Capt. Steven L. Bennett, like all MSC container ships, was self-sustaining, meaning that she had cranes which allowed her to move cargo without depending on shore-based equipment. This allowed Capt. Steven L. Bennett to fulfill her mission even in primitive, undeveloped or battle-damaged harbors.

===Environmental control===
As Capt. Steven L. Bennett carried sensitive electronic cargoes in harsh environments for potentially years at a time, she required advanced environmental controls. The most obvious is the cocoon, or white fabric shell, that covered the ship from holds number nine to three.
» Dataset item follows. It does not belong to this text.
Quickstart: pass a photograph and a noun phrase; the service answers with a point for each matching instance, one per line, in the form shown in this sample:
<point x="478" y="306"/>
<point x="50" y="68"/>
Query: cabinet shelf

The cocoon was removed from the ship in 2012 during a shipyard period. The hold climate control equipment was also mothballed. All ships in Bennett class "feature climate-controlled cocoons on their weather decks that allow them to carry approximately 50 percent more cargo, while protecting the additional cargo from the marine environment."

In addition to the cocoon, Capt. Steven L. Bennett used Tidal Engineering Corporation's Control and Monitoring System (TECMS) which monitored and controlled the cargo refrigeration and dehumidification controls, as well as providing administrative reports.

==Fate==
The ship was broken up at Alang, India on 18 March 2016.